BAMAKO, Mali: In a deepening crackdown, Mali’s ruling junta on Thursday banned the media from reporting on activities of political parties and associations, a day after suspending all political activities in the country until further notice.

The order, issued by Mali’s high authority for communication, was distributed on social media. The notice said it applied to all forms of the media, including television, radio, online and print newspapers.
Mali has experienced two coups since 2020, leading a wave of political instability that has swept across West and Central Africa in recent years. Along with its political troubles, the country is also in the grip of a worsening insurgency by militants linked to Al-Qaeda and the Daesh group.
The scope of the ban — or how it would be applied in practice — was not immediately clear. It was also not known if journalists would still be allowed to report on issues such as the economy, which are closely tied to politics and who would monitor their work.
The umbrella organization that represents journalists in Mali responded with an unusually stern rebuttal.
The group, known as Maison de le Press, or Press House, said it rejects the order and called on journalists to continue to report on politics in Mali. It also urged them to “stand tall, remain unified and to mobilize to defend the right of citizens to have access to information.”
Mali’s national commission for human rights also expressed regret and profound concern over the decision in a statement published late Thursday. It warned the junta the decision could prove harmful.
“Instead of calming the social climate, these restrictions on fundamental rights and freedoms could potentially stir up trouble and tension, which the country does not need,” it said.
The clampdown on the media followed a similar action on Wednesday, when the junta ordered the suspension of all activities by political parties until further notice, citing a a need to preserve public order. The news was broadcast on state television as the population was celebrating Eid Al-Fitr, the holiday marking the end of the holy month of Ramadan during which observant Muslims fast from dawn till dusk.
Analysts said the move was likely a backlash against political figures, civil society and students who have expressed frustration with the junta’s failure to return the country to democratic rule as promised.
“Recent weeks saw mounting pressure by political parties and figures,” Rida Lyammouri of the Policy Center for the New South, a Morocco-based think tank, told The Associated Press. “For the first time, the public and politicians have publicly criticized junta leaders and accused them of a lack of seriousness.”
Col. Assimi Goita, who took charge after a second coup in 2021, promised to return the country to democracy in early 2024. But in September, the junta canceled elections scheduled for February 2024 indefinitely, citing the need for further technical preparations.

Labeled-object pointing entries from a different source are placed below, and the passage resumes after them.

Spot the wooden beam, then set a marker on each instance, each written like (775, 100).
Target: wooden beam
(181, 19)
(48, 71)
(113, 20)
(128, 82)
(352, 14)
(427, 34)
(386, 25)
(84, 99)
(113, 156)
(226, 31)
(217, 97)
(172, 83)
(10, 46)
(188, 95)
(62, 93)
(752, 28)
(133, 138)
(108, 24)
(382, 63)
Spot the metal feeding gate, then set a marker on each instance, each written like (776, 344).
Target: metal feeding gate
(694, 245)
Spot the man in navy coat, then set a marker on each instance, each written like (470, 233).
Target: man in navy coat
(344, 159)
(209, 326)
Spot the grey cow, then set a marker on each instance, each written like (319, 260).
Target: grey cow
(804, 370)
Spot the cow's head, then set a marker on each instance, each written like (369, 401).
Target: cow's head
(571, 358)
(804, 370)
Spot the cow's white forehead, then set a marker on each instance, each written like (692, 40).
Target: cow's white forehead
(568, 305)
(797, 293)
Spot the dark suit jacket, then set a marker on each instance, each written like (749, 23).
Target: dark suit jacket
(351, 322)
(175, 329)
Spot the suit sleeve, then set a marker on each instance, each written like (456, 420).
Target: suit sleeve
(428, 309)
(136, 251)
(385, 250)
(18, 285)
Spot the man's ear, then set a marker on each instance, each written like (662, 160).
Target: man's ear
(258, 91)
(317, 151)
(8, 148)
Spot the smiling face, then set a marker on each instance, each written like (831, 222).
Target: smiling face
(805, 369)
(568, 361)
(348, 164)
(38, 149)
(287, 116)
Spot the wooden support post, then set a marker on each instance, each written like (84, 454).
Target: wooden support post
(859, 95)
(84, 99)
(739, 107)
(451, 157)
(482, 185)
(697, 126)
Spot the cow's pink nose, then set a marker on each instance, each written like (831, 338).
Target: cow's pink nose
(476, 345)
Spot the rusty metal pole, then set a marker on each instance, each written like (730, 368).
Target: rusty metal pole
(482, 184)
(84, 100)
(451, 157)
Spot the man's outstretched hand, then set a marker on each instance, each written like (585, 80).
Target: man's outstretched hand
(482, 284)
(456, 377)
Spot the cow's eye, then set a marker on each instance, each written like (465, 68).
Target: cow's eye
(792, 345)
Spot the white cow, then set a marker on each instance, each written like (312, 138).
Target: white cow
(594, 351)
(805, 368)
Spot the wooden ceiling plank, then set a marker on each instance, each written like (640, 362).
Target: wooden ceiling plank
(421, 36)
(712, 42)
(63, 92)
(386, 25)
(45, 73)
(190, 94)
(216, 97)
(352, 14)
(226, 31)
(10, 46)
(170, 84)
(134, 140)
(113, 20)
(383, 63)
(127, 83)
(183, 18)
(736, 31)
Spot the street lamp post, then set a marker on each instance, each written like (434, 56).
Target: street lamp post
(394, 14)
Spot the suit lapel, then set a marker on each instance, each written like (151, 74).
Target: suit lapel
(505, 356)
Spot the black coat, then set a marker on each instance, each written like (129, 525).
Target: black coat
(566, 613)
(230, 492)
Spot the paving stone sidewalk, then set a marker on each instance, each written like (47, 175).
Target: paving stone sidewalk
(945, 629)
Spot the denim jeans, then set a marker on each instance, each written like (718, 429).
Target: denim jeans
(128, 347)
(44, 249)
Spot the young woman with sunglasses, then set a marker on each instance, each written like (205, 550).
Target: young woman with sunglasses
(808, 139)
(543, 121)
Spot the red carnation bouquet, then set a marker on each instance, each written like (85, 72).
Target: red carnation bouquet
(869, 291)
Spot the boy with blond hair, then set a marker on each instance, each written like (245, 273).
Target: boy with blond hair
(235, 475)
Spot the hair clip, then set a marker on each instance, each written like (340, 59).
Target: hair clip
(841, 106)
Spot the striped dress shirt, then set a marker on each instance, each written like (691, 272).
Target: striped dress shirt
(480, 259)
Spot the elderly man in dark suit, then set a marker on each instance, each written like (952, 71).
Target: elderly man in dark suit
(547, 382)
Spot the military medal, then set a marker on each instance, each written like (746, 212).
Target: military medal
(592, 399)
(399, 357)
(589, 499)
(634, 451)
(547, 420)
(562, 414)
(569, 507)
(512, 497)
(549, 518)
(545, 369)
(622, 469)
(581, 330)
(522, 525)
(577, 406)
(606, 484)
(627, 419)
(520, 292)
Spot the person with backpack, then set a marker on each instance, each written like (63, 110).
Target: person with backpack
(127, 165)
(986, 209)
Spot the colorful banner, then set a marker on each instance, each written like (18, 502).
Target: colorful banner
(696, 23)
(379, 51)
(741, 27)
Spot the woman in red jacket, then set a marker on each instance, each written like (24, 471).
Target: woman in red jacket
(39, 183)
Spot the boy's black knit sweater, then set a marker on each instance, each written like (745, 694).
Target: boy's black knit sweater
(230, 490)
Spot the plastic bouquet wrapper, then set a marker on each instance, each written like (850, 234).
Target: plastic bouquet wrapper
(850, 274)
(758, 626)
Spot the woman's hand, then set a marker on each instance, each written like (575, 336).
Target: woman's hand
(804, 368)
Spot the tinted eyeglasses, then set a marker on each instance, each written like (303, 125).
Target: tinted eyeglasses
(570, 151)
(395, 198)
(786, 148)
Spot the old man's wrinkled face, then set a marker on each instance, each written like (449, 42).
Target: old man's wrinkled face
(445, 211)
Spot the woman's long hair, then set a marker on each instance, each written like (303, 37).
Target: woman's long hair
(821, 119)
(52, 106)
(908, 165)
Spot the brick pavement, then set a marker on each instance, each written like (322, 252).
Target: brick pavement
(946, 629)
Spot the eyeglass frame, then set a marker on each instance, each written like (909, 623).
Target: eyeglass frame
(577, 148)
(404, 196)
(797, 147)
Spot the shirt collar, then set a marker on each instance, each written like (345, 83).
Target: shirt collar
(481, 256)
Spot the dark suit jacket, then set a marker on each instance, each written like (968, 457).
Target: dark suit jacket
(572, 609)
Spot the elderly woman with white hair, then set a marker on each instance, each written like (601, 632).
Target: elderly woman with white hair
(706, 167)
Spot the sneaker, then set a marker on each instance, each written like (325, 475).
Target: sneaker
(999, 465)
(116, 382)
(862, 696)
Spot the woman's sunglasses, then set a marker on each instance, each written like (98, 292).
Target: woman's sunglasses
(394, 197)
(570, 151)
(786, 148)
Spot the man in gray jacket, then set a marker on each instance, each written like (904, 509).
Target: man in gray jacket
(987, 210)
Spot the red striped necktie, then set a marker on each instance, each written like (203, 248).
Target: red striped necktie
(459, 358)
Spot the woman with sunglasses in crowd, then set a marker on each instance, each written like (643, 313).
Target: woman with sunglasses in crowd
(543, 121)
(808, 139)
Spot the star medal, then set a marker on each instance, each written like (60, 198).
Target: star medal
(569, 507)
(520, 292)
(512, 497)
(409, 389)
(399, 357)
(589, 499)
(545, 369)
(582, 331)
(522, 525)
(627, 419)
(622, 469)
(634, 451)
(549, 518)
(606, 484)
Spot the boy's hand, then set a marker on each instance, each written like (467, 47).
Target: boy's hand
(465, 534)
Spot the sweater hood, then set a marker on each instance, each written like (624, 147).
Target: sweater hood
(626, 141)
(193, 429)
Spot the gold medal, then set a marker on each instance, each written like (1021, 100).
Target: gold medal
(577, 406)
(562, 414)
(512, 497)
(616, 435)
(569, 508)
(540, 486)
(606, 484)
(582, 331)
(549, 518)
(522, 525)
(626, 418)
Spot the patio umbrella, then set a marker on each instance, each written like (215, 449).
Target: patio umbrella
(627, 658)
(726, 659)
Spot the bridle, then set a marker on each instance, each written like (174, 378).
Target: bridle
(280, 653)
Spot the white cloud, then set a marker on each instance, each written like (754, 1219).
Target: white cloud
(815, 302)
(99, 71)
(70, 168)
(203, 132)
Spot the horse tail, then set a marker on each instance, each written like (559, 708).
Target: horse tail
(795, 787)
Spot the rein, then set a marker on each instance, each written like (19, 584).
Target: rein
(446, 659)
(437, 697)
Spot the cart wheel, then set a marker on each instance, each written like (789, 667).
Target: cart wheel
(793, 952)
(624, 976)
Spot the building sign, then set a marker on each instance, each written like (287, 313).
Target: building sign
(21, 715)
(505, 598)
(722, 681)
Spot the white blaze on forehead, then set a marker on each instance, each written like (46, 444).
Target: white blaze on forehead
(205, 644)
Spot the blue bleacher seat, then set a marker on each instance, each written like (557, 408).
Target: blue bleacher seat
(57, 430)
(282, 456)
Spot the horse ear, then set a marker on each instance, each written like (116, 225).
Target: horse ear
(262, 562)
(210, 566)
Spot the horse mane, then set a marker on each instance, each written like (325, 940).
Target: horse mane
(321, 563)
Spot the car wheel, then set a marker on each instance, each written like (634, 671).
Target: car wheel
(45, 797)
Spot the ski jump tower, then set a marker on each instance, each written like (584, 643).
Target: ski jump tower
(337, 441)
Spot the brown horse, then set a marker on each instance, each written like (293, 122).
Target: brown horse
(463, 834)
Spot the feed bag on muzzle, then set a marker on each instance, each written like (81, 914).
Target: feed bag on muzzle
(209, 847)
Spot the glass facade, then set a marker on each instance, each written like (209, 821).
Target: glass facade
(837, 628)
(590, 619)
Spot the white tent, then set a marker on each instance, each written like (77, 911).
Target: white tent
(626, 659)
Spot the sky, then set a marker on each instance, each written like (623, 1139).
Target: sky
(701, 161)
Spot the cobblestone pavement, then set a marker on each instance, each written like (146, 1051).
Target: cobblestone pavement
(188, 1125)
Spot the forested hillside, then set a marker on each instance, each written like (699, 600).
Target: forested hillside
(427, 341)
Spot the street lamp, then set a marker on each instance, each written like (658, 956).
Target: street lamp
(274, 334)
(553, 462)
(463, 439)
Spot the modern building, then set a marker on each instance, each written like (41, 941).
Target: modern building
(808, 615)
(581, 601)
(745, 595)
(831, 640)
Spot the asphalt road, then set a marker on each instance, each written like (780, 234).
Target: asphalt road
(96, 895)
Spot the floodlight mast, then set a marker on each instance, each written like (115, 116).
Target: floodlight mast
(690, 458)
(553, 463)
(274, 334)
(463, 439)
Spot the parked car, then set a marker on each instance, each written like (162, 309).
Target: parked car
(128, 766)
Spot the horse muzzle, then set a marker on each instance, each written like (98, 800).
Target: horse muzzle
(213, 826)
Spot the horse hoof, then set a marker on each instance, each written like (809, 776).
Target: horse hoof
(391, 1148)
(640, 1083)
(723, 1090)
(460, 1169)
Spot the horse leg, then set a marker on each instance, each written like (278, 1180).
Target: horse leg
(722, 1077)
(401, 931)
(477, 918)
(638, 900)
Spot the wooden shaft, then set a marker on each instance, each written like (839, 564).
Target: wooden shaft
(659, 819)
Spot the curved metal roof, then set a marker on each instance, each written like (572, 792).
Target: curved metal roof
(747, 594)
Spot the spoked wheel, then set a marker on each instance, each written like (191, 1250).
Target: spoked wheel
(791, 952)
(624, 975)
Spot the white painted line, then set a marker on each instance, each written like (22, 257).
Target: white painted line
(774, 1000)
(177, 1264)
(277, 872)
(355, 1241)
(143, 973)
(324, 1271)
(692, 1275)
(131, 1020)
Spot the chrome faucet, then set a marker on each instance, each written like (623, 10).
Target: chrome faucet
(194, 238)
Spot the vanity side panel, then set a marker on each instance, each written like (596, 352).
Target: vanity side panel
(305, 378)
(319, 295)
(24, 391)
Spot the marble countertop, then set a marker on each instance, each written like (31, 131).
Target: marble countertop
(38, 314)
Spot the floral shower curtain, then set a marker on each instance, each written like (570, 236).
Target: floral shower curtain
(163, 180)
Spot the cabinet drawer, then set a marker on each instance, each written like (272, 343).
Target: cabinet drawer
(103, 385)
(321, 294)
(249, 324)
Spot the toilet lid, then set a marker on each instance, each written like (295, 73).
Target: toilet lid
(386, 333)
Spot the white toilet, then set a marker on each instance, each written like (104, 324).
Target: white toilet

The junta has vowed to end the insurgency that emerged in 2012 after deposing the elected government. It cut military ties with France amid growing frustration with the lack of progress after a decade of assistance, and turned to Russian contractors, mercenaries from the Wagner group, for security support instead. But analysts say the violence has only grown worse.
The United States said it was “deeply concerned” by the ban on political activities. “Freedom of expression and freedom of association are critical to an open society,” State Department spokesman Matthew Miller told reporters in Washington.